In 2006, McEntyre played in 16 games and recorded 63 tackles, 16 passes defensed, three forced fumbles, three fumble recoveries, and four interceptions. During Week 13 against the Storm, he recorded 4.5 tackles with season-high three passes defensed, he also intercepted a fourth quarter pass and returned it for a touchdown. The 15th defensive touchdown of his career.

====Kansas City Brigade (2007)====
On June 30, 2006, McEntyre signed with the Kansas City Brigade. In 2007, he set a career-high in assisted tackles with 37. He was named Defensive Player of the Game three times, and AFL Player of the Week after his performance in Week 1 against Chicago. He set Brigade single-season records with nine interceptions, returning three for touchdowns. He also tied his career-high in multiple interception games with three. He tied the all-time postseason interceptions record by recording his 12th during the June 30 Wild Card Playoff game. He finished the season second on the team in tackles with 59.5.

====Orlando Predators (2008–2011)====
In October 2007, McEntyre was traded from the Brigade back to the Predators.

In 2008, McEntyre played in all 16 regular season games, and recorded 49 tackles, 8 interceptions, 7 passes defensed, two forced fumbles, and four touchdowns.
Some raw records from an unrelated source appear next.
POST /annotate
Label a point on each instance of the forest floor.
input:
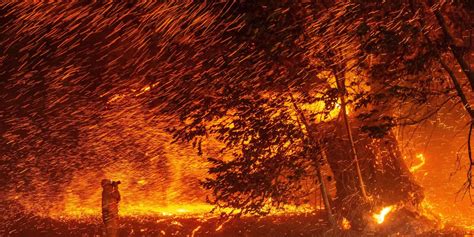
(274, 226)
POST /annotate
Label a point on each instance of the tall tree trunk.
(340, 80)
(457, 52)
(322, 186)
(382, 167)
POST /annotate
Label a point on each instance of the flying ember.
(380, 216)
(236, 118)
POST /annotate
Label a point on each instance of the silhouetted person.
(110, 200)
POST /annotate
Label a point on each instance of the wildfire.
(345, 224)
(420, 157)
(380, 216)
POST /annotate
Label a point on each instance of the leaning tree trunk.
(388, 181)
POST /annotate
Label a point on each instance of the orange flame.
(420, 157)
(380, 217)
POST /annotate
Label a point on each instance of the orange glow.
(345, 224)
(380, 216)
(422, 160)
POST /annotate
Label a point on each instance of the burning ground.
(301, 106)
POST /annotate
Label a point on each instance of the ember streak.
(146, 92)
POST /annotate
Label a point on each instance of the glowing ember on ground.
(380, 216)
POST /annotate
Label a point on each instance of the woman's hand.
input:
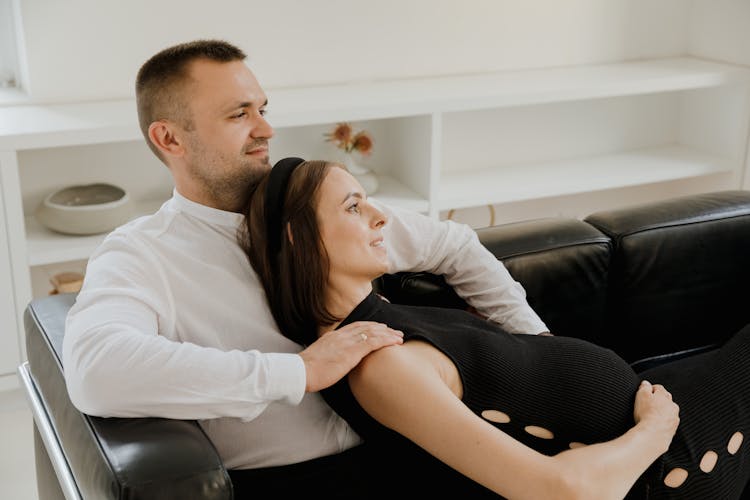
(335, 353)
(655, 411)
During Week 7 at the Grand Rapids Rampage he recorded the 75th interception of his career and returned it for a four-yard touchdown. Later in the season during Week 14 against the Rattlers, recorded the 80th and 81st interceptions of his career.
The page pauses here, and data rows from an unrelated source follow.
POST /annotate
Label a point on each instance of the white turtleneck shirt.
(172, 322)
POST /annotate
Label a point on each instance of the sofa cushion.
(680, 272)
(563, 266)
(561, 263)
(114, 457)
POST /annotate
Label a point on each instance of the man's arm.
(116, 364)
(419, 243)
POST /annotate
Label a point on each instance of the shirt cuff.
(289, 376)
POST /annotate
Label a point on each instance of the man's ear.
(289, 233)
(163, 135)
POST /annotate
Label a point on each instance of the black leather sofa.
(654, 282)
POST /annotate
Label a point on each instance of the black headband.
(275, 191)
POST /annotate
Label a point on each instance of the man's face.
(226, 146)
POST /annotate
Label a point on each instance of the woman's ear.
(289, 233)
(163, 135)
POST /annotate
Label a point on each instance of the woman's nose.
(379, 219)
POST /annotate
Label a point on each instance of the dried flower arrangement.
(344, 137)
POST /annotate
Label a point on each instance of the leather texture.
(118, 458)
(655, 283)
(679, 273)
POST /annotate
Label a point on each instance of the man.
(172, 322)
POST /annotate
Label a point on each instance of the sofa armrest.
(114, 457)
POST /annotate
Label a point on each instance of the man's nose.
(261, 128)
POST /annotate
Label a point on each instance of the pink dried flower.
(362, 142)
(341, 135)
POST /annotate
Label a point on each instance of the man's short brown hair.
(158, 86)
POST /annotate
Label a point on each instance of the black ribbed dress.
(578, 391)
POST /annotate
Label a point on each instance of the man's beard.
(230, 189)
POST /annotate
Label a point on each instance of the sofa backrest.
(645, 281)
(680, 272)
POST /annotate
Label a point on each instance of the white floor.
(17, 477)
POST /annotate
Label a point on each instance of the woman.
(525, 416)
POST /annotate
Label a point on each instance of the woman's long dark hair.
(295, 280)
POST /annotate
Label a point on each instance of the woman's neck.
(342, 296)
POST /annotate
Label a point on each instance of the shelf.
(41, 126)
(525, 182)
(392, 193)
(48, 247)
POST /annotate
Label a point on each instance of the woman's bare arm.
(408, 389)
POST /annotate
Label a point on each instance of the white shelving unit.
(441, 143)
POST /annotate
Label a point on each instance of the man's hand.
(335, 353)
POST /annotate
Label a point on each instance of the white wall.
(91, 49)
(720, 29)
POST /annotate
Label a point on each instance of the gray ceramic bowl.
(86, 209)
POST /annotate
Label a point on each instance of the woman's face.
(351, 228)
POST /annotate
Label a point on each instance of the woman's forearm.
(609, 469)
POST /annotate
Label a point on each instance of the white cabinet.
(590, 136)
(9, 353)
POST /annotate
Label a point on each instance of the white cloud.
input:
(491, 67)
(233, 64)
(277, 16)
On July 30, 2011, McEntyre played his last game in his career. It was a 63–48 loss to the Jacksonville Sharks in the first round of the playoffs. He finish his historic career with 96 regular season interceptions and 13 post-season interceptions.

== Post-playing career ==
McEntyre initially began his coaching career on June 8, 2010, when he was named head coach of the Orlando Fantasy in the Lingerie Football League, a women's football league. However, he never coached a game for the team as he was replaced by the Predators' assistant coach Doug Miller before the 2010–11 season.

In 2019, he was a part of an ownership group that acquired the trademarks for his former AFL Predators team and relaunched the Orlando Predators in the National Arena League (NAL). During the team's first season, players claimed the team was poorly operated including failed payments and evictions from team housing. Prior to the team's second season, he was removed by the league from the ownership of the Predators.

==Personal==
He is an avid golfer, as well as being self-taught, he regularly shoots in the mid to low 80's. He organized a golf tournament to raise funds for hurricane victims in October 2005. The efforts in the Golf for the Gulf Tournament raised nearly $10,000 for hurricane relief efforts. He also participated in a school supply collection drive for underprivileged kids, worked with his wife on a Christmas project to collect toys for kids, was a member of the AFL Army Boot Camp – which paid visits to area high schools to teach importance of education, teamwork and physical fitness, visited schools as part of Orange County Career Day and served meals to homeless at Salvation over Thanksgiving as part of an off-season full of community relations activities.

He is also married to his wife, Sharisse, and the couple reside in Orlando, Florida during the off-season.

McEntyre is nicknamed "the Glove" for his ability to tightly cover receivers.